Maybe if American culture were as supportive, teaching our kids to eat slowly and daintily wouldn’t be such a challenge here. But Le Billon takes her experience and distills it down into very manageable food rules that any family can follow to help bring dinner time back under control. The book is light and fun because of the self-depreciating tone Le Billon adopts when talking about her own learning experiences with her children, making it a breath of fresh air from preachy parenting books.
Bringing Up Bêbe by Pamela Druckerman is a more wide-ranging socialogical look at raising kids in France from an American woman and British man who decide to settle in Paris to raise their kids. Druckerman discovers the same cultural approaches to teaching children about food as Le Billon, but she also includes more about the general mindset of French parents.

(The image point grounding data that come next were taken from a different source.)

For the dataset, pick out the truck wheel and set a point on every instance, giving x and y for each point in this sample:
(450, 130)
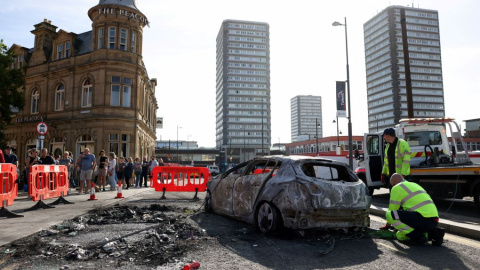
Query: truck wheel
(267, 218)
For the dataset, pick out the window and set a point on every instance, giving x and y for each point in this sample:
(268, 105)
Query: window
(59, 97)
(134, 41)
(121, 91)
(87, 91)
(127, 89)
(14, 62)
(120, 144)
(111, 38)
(60, 51)
(100, 38)
(35, 100)
(123, 39)
(67, 49)
(20, 61)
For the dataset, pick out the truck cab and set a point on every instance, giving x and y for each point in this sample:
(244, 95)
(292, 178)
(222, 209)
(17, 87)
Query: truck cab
(430, 147)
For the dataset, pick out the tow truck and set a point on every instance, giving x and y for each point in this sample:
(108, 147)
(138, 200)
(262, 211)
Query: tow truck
(440, 164)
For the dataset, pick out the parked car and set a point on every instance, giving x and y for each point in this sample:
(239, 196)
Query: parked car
(296, 192)
(213, 169)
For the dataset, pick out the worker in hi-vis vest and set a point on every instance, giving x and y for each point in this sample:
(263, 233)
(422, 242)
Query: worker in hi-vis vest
(397, 156)
(412, 213)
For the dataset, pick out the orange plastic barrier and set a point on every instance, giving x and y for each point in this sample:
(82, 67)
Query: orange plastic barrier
(46, 182)
(8, 189)
(186, 179)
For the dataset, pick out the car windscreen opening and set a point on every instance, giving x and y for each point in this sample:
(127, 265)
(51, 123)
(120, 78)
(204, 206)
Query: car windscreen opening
(328, 172)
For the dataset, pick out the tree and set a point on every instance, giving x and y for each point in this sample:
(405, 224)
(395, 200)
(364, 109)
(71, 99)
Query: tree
(11, 80)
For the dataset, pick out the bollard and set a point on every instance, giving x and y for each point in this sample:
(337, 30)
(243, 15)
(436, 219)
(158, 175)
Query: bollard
(92, 192)
(119, 191)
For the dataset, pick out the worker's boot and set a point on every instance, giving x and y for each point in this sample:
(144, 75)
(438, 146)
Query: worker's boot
(436, 236)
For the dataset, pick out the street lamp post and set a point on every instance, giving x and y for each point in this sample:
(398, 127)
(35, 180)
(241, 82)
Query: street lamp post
(178, 160)
(338, 139)
(316, 132)
(350, 143)
(230, 148)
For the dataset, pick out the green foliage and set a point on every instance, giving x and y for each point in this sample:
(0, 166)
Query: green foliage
(11, 81)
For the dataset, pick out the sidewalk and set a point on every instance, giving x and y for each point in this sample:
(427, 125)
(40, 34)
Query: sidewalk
(454, 224)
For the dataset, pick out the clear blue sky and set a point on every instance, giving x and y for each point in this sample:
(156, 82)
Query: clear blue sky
(307, 54)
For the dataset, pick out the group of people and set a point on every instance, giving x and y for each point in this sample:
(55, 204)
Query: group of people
(112, 169)
(108, 169)
(411, 211)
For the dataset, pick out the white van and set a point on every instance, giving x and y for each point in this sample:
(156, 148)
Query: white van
(213, 169)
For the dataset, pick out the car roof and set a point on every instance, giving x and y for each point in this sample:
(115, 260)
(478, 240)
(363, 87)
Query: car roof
(296, 158)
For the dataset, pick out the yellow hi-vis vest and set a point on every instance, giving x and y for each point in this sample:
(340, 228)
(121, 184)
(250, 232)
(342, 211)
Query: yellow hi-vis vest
(402, 158)
(412, 197)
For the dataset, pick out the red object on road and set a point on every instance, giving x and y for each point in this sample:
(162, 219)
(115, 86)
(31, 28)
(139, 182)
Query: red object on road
(192, 265)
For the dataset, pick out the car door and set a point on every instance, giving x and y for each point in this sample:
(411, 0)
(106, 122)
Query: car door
(374, 158)
(222, 194)
(248, 186)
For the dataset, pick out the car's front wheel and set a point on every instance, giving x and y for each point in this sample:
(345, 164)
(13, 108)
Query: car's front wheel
(267, 218)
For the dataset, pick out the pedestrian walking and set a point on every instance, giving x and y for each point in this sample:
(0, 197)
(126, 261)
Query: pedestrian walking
(121, 170)
(137, 167)
(67, 161)
(112, 165)
(102, 169)
(397, 156)
(145, 168)
(129, 172)
(87, 167)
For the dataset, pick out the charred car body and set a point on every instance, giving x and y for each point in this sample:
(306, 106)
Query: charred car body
(291, 191)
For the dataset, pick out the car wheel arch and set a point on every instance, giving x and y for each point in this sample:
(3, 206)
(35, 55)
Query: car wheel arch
(279, 222)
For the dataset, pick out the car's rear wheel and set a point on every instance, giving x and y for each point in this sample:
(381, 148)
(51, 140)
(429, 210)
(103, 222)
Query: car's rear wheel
(208, 202)
(267, 218)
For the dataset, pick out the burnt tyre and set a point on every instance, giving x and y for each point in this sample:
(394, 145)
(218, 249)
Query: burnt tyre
(208, 202)
(267, 218)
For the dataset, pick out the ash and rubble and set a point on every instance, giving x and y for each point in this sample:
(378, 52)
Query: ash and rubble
(153, 235)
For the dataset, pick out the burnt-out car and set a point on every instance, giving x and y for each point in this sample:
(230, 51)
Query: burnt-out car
(296, 192)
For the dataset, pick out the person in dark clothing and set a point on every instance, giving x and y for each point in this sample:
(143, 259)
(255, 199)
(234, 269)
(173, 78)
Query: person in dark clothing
(10, 157)
(2, 158)
(145, 167)
(45, 158)
(128, 172)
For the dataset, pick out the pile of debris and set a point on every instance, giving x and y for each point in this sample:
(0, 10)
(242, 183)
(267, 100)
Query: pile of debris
(152, 235)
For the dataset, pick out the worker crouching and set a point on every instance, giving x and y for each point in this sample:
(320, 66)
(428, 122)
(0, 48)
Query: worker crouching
(412, 213)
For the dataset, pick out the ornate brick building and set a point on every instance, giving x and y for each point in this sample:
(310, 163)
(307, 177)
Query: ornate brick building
(91, 89)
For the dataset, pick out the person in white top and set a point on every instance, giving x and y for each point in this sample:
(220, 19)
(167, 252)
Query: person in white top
(153, 164)
(112, 164)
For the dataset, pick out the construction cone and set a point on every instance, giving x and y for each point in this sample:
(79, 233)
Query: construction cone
(119, 191)
(92, 192)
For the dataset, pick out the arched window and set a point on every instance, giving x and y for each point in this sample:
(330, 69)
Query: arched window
(87, 92)
(60, 98)
(35, 100)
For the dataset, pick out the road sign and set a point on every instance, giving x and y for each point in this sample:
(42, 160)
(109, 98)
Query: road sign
(42, 128)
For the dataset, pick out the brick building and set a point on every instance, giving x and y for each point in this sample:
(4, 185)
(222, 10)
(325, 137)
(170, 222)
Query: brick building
(91, 89)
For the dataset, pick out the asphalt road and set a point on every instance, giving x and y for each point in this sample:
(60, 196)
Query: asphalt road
(231, 244)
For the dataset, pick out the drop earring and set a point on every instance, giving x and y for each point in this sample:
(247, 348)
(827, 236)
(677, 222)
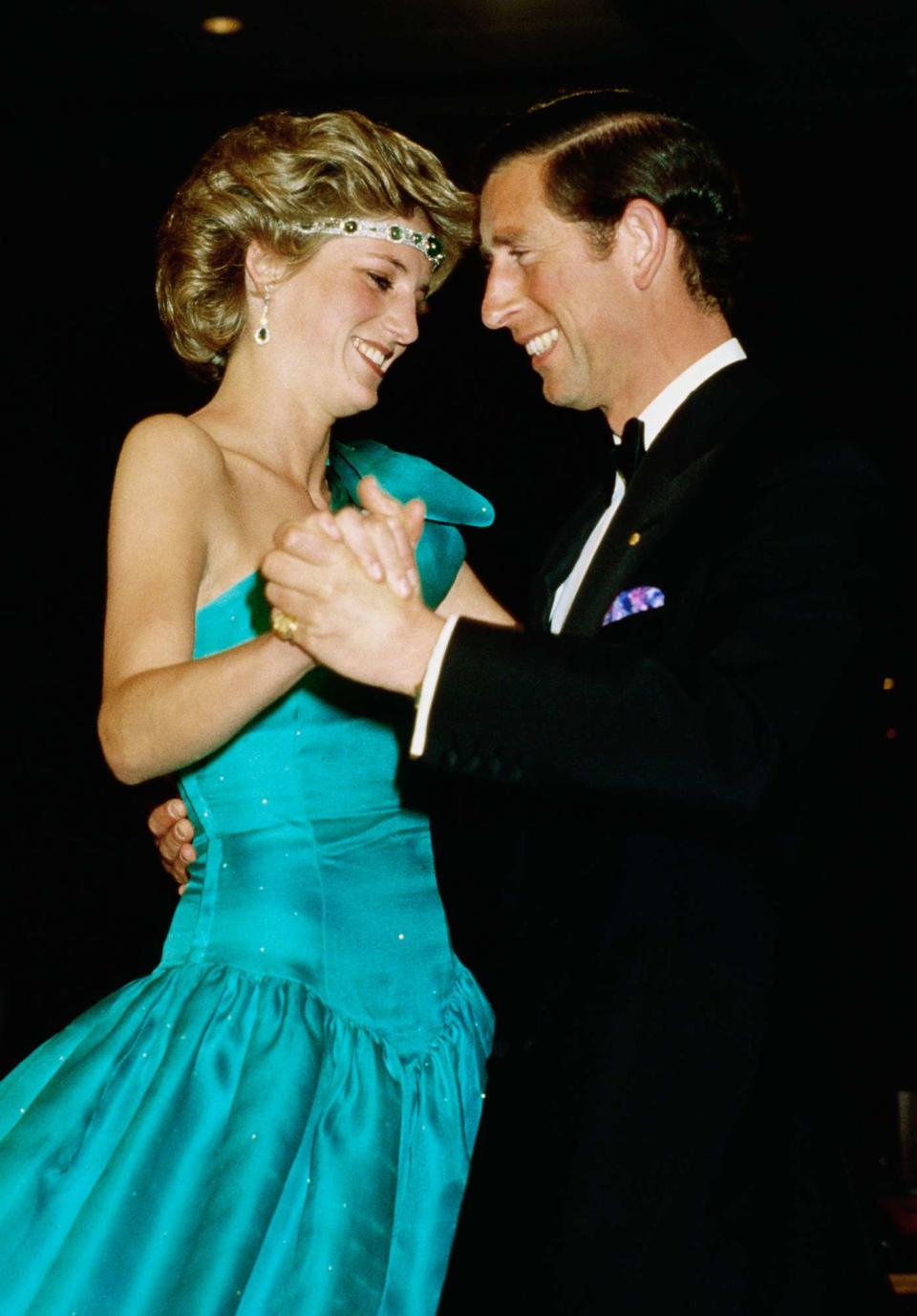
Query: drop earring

Perhaps most indicative of French parenting style is le pause—the few moments a French mother waits before attending to her child, no matter how young. The idea behind it is in those few seconds or minutes, the child starts to learn to calm herself, to wait, and to employ patience. Kind of a radical idea for some American parents who jump whenever their children utter a peep.
Druckerman also adopts a memoir-style in describing her ups and downs as an American ex-pat mother in Paris, and while she doesn’t lay out any convenient rules for American moms to try, she does highlight what she sees as the best advice French mothers have to share.